A few years after the concept of bitcoin was introduced in a paper by Japanese Satoshi Nakamoto, the litecoin was invented to become a secondary cryptocurrency. Just like bitcoin, litecoin is not controlled by the government nor is it managed by a monetary authority, making it a decentralized currency. It is also not backed in value by assets like gold or other precious metals, but it derives its value from the market factors of supply and demand.
There will be approximately 84 million litecoin available and these generate components of a block or code every 2.5 minutes. Compared to bitcoin, this is a faster speed, although there are fewer bitcoin in circulation and its value is higher.
Litecoin vs. Bitcoin
Similar to the bitcoin blockchain, the litecoin network is able to generate a new block or entry into the public ledger, which is verified by a mining software. A litecoin can be mined by first creating a bitcoin account and the going rate is at 146 litecoins to one unit of bitcoin.

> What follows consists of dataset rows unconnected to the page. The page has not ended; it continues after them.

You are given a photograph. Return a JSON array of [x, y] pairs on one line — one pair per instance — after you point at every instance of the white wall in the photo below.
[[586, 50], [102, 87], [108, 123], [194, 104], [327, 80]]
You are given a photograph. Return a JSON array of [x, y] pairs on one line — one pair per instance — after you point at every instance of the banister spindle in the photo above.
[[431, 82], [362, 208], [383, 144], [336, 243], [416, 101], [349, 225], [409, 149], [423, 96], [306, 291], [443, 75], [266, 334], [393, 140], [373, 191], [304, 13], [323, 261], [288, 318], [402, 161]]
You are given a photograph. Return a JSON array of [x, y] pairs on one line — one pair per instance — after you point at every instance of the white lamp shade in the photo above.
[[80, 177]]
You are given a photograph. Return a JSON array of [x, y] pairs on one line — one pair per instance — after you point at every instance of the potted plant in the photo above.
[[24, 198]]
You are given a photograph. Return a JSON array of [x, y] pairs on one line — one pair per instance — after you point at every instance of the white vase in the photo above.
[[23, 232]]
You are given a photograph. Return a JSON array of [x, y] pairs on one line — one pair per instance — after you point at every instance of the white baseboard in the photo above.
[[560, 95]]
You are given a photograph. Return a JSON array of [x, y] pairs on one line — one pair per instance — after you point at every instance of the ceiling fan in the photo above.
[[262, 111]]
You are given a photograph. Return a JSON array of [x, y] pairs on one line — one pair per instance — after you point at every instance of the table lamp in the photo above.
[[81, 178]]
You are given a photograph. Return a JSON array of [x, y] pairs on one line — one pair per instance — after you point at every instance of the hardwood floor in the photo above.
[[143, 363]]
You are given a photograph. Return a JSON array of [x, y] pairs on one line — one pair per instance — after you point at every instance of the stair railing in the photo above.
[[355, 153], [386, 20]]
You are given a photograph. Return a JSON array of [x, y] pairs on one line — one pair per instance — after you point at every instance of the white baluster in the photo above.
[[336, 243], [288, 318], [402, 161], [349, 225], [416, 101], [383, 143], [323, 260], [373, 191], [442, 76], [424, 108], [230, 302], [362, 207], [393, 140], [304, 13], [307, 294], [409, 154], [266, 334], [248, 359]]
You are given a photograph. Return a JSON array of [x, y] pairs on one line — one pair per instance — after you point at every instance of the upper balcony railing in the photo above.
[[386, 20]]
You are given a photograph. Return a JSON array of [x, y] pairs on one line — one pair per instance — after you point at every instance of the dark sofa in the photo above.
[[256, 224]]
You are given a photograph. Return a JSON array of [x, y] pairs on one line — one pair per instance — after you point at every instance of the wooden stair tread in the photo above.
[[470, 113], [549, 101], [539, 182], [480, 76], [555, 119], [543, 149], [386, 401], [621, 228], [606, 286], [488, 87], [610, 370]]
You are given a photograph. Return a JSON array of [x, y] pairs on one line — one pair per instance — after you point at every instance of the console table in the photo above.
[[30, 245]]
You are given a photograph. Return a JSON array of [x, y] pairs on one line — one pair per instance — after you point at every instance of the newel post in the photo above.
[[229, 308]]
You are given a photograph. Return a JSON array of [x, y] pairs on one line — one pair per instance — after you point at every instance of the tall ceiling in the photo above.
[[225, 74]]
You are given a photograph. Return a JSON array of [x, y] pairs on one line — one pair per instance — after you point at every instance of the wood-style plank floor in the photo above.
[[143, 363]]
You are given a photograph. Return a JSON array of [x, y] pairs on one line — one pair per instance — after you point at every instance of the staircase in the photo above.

One advantage of litecoin over bitcoin is its speed of block generation, making transactions faster and more efficient. Litecoin also carries a smaller transaction fee at 1/1000 of a litecoin to process each transaction or roughly two cents.
However, bitcoin is more widely accepted compared to litecoin as more online merchants and shoppers have adopted this mode of payment. More bitcoin startups are also in operation, although some also cater to other digital currencies such as litecoin, darkcoin, and dogecoin among many others.
For both cryptocurrencies though, the threat of increased regulation and potential centralization could weigh on their value and usage. While cryptocurrencies have gained the negative perception of being used in illegal transactions or criminal activities, its enthusiasts say that it could revolutionize the financial system and eventually replace traditional fiat currencies.